David E. Cooper and I are writing about the notion of the beautiful soul. David argues that the beautiful soul will manifest beauty in his demeanor when the latter has learned to appreciate the beauty of things all around him.
I want to see in this picture a certain meditative gracefulness embodied in the beautiful soul. Here I am putting on a shoe. Perhaps better: here I am merely putting on a shoe. But how am I doing so? There is, in general, a calmness in my demeanor despite the fact that both feet are off the ground. (I have already put on the first shoe and have pulled my left foot off the blanket so as not to soil it. The tautness in my left leg alludes to my left foot being off the ground.)

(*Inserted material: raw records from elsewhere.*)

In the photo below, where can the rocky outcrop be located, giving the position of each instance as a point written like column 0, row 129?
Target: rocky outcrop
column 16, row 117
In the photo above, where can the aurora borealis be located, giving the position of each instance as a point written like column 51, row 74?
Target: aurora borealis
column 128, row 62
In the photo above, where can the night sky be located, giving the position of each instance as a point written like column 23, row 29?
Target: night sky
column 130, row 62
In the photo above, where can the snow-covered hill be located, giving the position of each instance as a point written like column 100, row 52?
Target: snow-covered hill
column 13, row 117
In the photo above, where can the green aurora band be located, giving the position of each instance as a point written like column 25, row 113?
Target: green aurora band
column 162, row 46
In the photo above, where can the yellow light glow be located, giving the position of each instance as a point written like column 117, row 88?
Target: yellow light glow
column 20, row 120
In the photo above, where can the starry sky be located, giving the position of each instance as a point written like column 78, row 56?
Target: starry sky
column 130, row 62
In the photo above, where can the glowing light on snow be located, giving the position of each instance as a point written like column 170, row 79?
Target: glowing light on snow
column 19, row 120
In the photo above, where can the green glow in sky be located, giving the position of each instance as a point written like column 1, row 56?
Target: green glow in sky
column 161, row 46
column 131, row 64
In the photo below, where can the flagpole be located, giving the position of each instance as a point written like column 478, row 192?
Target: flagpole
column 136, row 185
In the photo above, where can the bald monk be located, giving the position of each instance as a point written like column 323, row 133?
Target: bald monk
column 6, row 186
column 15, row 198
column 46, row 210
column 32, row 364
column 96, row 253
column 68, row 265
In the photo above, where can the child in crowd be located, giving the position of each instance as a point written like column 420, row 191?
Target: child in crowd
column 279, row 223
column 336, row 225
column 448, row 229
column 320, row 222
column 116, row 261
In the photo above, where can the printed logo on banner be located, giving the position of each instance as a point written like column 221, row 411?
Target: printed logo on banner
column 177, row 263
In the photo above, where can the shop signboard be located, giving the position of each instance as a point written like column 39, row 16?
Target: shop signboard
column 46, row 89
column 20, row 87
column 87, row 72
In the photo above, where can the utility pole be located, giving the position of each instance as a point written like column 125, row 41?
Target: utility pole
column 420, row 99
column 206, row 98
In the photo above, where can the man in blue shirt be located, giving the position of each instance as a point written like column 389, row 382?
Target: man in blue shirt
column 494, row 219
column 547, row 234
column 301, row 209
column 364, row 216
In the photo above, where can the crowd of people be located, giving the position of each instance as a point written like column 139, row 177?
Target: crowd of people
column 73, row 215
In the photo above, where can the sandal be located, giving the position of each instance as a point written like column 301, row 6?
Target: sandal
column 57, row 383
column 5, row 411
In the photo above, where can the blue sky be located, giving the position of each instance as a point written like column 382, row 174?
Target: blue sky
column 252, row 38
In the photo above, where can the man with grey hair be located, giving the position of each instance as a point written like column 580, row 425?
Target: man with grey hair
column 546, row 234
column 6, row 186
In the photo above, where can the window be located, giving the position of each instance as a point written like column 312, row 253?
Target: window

Notice the softness in the face, the slow breathing through the nose. The forehead, eyes, and cheeks are all soft. One would expect tightness in the face and neck because putting on a shoe, especially when one is in this seated position, can be effortful, strained, clumsy.
Observe the sureness of the hands. Presumably, the right foot is entering the shoe at an odd angle and so the movements, if they are to be effective and graceful, will have to be exact.
Cue, finally, into the active muscles: active but not too active. The chest, arms, shoulders, and belly are working, working in tandem, but not working too hard at their task. The point is that they are coming together nicely.
The beautiful soul, attuned to the beauty of transient things, will perform ordinary activities not with affectation or showiness, not with carelessness, not with exaggerated movements or hyperawareness, not with awkwardness or unsureness, but with naiveté, grace, and ease.